Hard-Coded Vulnerability in Netgear Switches Susceptible to Arbitrary Code Execution, Freedom Hacker

Hard-Coded Vulnerability in Netgear Switches Susceptible to Arbitrary Code Execution

A vulnerability found in Netgear ethernet switches could give an attacker full access to connected hardware along with the ability to log into the device and execute arbitrary code.

Netgear’s GS108PE Prosafe Plus ethernet switches running firmware version are at risk to arbitrary code execution according to an analyst at CERT/CC’s Vulnerability Notes Database as of late last week. Specific Switches contain hard-coded login credentials that could allow attackers to seamlessly attack the firmware from a remote location and gain access to the connected hardware.

Default credentials found hard-coded into the switches can be used to authenticate any web server running on the device and allow attackers a trove of exploit points, according to Chris King, vulnerability analyst at CERT/CC.

Once inside the system, attackers can alter the device serial number and media access control address (MAC address) along with setting memory to a certain value to extract that value.
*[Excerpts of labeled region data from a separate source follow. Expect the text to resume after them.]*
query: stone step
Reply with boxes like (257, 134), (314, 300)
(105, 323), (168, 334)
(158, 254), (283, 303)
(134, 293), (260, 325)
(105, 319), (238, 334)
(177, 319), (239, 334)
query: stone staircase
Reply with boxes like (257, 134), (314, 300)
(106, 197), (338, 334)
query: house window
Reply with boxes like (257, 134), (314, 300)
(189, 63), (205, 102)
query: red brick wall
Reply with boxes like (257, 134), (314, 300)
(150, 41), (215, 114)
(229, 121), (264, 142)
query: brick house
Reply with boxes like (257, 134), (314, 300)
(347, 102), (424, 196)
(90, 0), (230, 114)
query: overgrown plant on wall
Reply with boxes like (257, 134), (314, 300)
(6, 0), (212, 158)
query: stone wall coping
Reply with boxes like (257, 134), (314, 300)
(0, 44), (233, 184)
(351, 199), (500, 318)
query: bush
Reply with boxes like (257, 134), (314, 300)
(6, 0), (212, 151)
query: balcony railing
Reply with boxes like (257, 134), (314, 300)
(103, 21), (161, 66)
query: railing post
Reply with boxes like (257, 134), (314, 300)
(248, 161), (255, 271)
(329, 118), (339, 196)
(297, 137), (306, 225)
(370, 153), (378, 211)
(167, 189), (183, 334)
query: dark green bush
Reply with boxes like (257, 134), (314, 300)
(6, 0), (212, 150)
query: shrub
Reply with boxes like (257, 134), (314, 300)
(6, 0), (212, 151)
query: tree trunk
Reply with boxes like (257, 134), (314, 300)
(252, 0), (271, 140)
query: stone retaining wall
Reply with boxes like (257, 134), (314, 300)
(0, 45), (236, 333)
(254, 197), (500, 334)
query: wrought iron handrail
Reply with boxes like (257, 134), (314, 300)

The vulnerability also allows attackers the ability to upload new firmware via the bootcode_update common gateway interface.
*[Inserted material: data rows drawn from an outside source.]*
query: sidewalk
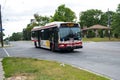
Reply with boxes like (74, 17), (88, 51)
(0, 58), (4, 80)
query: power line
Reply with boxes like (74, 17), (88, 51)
(0, 5), (4, 47)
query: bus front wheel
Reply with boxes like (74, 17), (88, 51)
(34, 42), (38, 48)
While the vulnerability has now been publicly disclosed by Marc Olivier Chouinard, a programmer at the Canadian telecommunication firm MocTel, the vulnerability may be a lasting issue. In a Netgear.com FAQ from 2010, many Netgear devices, including the GS108PE, used to have the default password.
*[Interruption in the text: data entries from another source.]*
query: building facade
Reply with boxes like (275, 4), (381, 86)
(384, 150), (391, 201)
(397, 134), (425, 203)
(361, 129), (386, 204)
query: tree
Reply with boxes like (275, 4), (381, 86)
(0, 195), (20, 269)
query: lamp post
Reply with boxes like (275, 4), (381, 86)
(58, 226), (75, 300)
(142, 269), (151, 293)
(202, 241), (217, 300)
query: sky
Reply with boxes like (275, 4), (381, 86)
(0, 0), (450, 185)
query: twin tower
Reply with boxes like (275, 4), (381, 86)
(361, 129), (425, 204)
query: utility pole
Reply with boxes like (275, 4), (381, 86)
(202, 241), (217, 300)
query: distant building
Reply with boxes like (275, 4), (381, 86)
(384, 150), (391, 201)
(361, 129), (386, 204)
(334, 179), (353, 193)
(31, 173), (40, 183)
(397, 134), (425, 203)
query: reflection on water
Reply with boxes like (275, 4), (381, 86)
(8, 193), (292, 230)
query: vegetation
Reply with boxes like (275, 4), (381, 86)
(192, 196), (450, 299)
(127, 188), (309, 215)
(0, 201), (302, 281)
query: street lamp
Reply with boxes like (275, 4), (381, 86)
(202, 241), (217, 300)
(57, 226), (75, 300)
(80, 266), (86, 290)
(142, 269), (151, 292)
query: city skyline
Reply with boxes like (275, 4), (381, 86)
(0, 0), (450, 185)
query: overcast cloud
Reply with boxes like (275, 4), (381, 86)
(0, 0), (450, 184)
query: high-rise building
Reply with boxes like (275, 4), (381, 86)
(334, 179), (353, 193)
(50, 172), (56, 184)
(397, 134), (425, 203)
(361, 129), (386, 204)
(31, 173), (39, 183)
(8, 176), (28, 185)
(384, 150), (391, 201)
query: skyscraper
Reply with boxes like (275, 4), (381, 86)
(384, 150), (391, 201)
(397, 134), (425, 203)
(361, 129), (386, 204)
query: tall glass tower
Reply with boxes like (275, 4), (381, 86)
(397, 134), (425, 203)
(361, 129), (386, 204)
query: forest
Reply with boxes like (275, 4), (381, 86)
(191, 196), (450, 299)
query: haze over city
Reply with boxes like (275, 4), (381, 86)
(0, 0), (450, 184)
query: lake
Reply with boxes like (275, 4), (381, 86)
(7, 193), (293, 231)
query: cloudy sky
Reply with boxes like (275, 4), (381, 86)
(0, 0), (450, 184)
A study last summer found that thousands of devices hooked up to the internet used default login credentials, making them susceptible to attackers willing to analyze them.

The plug-and-play ethernet switches such as Netgrear’s are primarily used by small and medium sized businesses to loop network traffic, VoIP phones, and cameras through to their main infrastructure.

The security of these devices is critical, especially utilizing the switches while in the networking or telecom industry, as malware can seek out firmware running the default credentials and attack.

No solution or workaround has currently been found, and CERT/CC stated that it is unaware of any practical solution regarding the problem. The company also contacted Netgear last Thursday and received no immediate response by Monday.